Gradual Divergence for Seamless Adaptation: A Novel Domain Incremental Learning Method
Kishaan Jeeveswaran, Elahe Arani, Bahram Zonooz
TL;DR
This work tackles domain incremental learning by introducing DARE, a three-stage training protocol (Divergence, Adaptation, Refinement) that gradually molds new-domain representations into the subspace defined by prior domains, thereby reducing representation drift and catastrophic forgetting. It combines dual classifiers with cross-entropy and supervised contrastive objectives and leverages an Intermediary Reservoir Sampling buffer to preserve dark knowledge across tasks. Empirical results on DN4IL and iCIFAR-20 show that DARE and its EMA variant consistently outperform strong rehearsal-based baselines, especially in memory-constrained settings, and analyses confirm reduced drift, better task balancing, and improved calibration.

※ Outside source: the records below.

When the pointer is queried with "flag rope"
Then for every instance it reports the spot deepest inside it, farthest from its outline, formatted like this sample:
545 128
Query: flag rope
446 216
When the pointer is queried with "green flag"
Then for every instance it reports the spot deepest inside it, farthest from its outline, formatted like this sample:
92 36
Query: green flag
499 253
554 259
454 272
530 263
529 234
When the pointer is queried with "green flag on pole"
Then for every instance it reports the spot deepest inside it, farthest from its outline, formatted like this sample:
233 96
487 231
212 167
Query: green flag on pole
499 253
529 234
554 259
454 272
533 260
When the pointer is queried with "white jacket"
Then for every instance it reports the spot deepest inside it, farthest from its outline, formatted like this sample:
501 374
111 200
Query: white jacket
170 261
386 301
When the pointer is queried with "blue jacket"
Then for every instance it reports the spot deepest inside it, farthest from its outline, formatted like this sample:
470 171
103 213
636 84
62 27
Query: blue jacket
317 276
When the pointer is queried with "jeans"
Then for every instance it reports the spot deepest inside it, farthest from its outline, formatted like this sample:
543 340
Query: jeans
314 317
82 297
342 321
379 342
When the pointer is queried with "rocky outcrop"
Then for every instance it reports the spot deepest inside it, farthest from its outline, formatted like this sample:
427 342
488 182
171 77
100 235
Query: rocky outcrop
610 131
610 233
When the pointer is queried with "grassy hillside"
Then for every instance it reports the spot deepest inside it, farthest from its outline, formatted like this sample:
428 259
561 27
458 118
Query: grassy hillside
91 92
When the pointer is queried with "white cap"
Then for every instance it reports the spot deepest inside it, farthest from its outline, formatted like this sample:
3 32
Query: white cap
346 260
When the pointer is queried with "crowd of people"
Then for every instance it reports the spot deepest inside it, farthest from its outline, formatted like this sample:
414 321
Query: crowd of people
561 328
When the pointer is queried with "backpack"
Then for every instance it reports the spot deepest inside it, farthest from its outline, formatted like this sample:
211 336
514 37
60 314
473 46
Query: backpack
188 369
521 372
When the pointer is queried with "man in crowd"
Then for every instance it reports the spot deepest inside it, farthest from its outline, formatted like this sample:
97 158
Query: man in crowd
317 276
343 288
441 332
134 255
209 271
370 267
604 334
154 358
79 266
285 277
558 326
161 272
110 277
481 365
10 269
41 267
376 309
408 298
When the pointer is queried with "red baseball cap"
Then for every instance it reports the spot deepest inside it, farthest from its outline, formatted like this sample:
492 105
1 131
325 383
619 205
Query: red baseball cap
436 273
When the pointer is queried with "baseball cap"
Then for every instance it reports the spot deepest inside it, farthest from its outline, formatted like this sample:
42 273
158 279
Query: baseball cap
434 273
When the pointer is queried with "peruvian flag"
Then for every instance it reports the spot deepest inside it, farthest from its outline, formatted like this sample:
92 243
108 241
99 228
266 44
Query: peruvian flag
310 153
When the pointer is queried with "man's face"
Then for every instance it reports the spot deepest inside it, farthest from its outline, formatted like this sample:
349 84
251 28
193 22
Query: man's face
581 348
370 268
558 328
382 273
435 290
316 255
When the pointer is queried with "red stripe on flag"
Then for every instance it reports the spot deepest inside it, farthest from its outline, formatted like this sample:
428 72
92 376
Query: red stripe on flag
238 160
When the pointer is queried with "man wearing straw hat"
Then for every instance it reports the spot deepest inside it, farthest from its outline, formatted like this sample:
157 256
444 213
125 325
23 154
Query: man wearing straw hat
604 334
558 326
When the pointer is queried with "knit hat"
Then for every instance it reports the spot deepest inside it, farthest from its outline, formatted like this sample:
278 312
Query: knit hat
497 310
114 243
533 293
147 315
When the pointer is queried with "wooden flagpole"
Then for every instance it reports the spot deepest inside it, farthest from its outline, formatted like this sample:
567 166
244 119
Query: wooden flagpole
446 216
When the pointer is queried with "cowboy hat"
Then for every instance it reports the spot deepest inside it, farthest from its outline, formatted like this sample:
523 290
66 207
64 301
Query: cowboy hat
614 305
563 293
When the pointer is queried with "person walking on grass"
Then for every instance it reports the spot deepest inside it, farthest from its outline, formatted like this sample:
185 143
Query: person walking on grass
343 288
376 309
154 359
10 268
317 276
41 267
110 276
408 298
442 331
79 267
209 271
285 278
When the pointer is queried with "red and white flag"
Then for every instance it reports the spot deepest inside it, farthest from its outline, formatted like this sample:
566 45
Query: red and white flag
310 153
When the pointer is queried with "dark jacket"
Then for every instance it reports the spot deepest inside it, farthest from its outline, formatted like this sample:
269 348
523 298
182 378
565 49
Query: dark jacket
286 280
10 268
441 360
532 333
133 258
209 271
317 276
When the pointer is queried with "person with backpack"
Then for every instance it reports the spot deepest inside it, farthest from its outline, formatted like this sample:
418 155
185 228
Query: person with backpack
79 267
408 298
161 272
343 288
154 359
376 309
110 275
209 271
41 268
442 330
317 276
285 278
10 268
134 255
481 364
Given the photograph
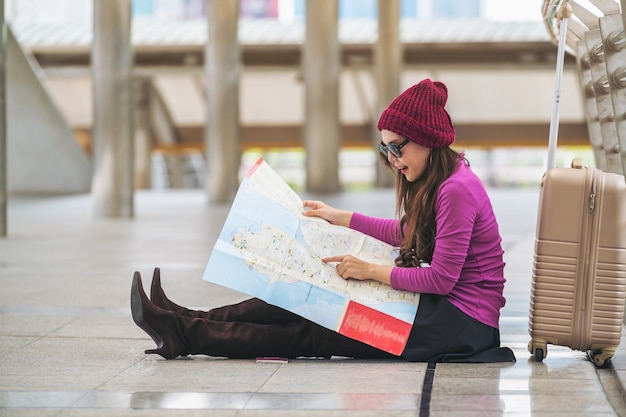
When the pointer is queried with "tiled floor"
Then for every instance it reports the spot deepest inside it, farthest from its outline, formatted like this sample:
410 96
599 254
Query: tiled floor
68 346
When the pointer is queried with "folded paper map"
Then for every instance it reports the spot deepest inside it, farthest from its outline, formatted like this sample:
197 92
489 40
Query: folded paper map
268 249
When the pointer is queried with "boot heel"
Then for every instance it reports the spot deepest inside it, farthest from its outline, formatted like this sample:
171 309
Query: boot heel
139 305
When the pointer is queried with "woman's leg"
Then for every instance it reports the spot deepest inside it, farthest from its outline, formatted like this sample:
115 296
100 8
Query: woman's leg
251 311
179 335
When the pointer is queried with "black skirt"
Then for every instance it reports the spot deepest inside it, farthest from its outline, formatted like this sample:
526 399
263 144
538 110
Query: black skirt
443 333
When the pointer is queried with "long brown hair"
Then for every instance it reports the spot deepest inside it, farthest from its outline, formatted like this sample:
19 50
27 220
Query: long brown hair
415 205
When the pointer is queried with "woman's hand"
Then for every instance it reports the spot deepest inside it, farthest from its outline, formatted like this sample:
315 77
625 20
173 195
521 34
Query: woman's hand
326 212
349 266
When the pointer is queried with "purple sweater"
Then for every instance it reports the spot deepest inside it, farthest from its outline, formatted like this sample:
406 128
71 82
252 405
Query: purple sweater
467 265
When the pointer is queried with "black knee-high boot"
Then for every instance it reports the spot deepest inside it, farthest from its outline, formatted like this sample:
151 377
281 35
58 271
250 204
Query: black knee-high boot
179 335
250 311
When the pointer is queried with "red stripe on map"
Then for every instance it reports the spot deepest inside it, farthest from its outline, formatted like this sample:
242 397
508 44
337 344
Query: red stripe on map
375 328
254 167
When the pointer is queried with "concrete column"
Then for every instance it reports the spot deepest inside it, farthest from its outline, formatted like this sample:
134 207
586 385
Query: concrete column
112 58
3 125
142 134
222 68
387 63
321 68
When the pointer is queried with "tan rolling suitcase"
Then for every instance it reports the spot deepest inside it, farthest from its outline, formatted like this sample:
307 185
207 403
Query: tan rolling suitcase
579 276
578 285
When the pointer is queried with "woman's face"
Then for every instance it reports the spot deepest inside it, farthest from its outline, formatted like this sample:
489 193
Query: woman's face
414 159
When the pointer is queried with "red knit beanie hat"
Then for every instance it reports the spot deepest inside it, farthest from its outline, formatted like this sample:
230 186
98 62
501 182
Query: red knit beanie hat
418 114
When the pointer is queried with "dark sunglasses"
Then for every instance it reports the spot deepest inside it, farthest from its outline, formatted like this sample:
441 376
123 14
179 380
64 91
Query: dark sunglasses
392 148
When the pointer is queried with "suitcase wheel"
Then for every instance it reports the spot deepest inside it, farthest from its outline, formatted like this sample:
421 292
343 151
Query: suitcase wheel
538 349
601 358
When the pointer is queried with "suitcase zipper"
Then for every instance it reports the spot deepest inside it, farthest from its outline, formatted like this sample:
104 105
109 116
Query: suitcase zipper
588 240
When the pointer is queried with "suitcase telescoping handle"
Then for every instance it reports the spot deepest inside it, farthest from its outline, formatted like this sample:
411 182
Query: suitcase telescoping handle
563 14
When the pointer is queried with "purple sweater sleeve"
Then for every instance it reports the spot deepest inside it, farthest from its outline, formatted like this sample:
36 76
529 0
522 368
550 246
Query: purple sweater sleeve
456 210
467 265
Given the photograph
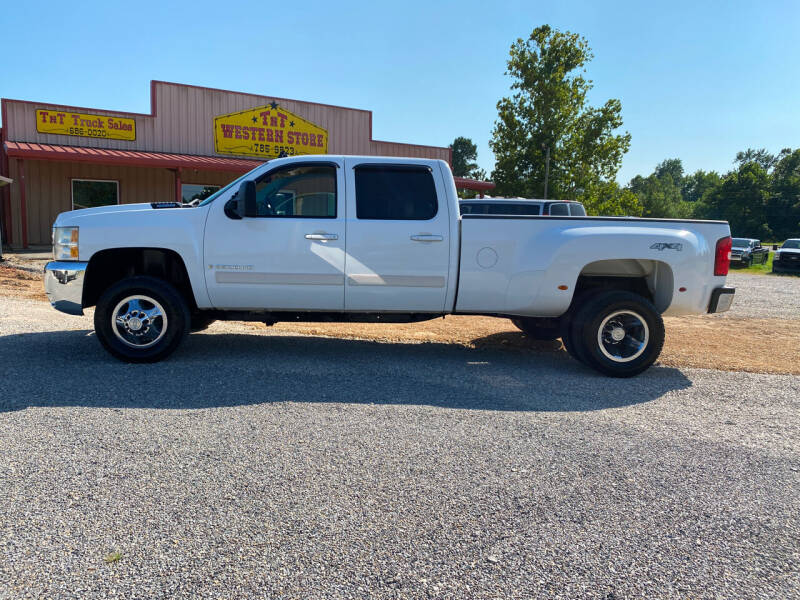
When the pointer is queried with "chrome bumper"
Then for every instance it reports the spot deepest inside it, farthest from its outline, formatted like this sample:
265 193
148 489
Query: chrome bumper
63 284
721 299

The approach offers a practical, memory-efficient path for robust DIL in real-world, shifting-domain environments, though it currently relies on task-id information for IRS and could benefit from automatic task-transition detection in future work.
Abstract
Domain incremental learning (DIL) poses a significant challenge in real-world scenarios, as models need to be sequentially trained on diverse domains over time, all the while avoiding catastrophic forgetting. Mitigating representation drift, which refers to the phenomenon of learned representations undergoing changes as the model adapts to new tasks, can help alleviate catastrophic forgetting. In this study, we propose a novel DIL method named DARE, featuring a three-stage training process: Divergence, Adaptation, and REfinement. This process gradually adapts the representations associated with new tasks into the feature space spanned by samples from previous tasks, simultaneously integrating task-specific decision boundaries. Additionally, we introduce a novel strategy for buffer sampling and demonstrate the effectiveness of our proposed method, combined with this sampling strategy, in reducing representation drift within the feature encoder. This contribution effectively alleviates catastrophic forgetting across multiple DIL benchmarks. Furthermore, our approach prevents sudden representation drift at task boundaries, resulting in a well-calibrated DIL model that maintains the performance on previous tasks.